Bono's Cycling Accident Much More Serious Than Initially Reported

BY Gregory AdamsPublished Nov 19, 2014

While it had been reported that U2 vocalist Bono underwent surgery over the weekend after being involved in a "a cycling spill" in New York, newly surfaced details on the singer's injuries reveal that the accident was more serious than the band had initially led on.

The statement from U2 on the weekend explained that Bono needed surgery on his arm following the accident, but a letter written by an orthopedic trauma surgeon Dean Lorich obtained by Rolling Stone now explains that the emergency team at New York Presbyterian/Weill Cornell hospital performed CAT scans and X-rays on numerous injuries.
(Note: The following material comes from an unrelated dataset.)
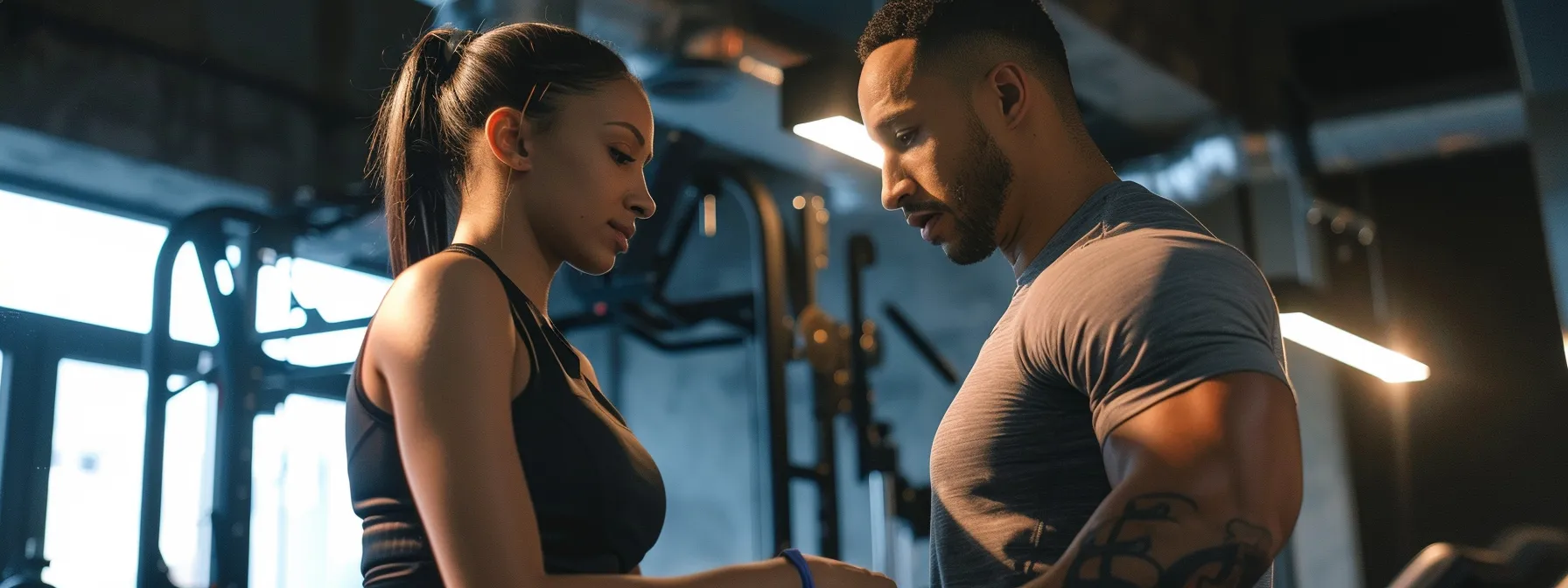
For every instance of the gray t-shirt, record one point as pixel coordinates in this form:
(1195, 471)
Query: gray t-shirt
(1130, 303)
Bono is said to have been a part of a "high energy bicycle accident" caused when the musician attempted to avoid an oncoming rider at New York's Central Park. When he arrived at the hospital, doctors attended to a "left facial fracture involving the orbit of his eye," a left shoulder blade fractured in three places, and a "left compound distal humerus fracture where the bone of his humerus was driven though his skin and the bone was in six different pieces." The latter had him taken into the operating room for a five-hour surgery that left him with three metal plates and 18 screws in his arm.
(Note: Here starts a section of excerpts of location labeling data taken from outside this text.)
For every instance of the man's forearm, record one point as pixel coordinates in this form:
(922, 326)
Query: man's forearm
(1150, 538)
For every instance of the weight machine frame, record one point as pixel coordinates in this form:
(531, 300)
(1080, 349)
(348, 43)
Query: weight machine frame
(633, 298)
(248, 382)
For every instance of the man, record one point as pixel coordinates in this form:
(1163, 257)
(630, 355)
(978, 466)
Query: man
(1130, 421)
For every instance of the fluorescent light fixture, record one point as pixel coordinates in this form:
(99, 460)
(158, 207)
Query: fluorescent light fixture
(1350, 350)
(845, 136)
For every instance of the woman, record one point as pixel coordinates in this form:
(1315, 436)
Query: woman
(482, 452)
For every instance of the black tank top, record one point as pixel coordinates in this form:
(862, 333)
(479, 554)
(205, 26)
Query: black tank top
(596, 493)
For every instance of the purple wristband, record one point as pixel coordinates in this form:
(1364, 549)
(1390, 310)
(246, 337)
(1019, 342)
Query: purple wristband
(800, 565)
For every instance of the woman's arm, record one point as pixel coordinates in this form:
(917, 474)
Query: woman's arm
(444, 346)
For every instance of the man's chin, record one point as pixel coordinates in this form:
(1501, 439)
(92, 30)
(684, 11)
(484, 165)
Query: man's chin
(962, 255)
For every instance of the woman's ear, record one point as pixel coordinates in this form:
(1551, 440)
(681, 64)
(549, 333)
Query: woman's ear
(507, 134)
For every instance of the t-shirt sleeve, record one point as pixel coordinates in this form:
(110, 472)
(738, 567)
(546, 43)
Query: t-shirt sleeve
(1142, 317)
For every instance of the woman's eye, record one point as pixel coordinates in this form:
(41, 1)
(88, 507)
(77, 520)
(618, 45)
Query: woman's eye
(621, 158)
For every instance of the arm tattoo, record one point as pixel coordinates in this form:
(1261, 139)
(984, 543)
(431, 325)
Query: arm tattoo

Doctor Dean Lorich added to Rolling Stone that Bono underwent a second surgery on Monday to repair a fracture in his left hand. According to the doctor, "[Bono] will require intensive and progressive therapy, however a full recovery is expected."


As previously reported, the accident forced U2 to postpone this week's residency on The Tonight Show, though the band said they'll be back soon to promote Songs of Innocence.

An upcoming visual companion to Songs of Innocence called Films of Innocence arrives digitally on December 9 through Islands Records.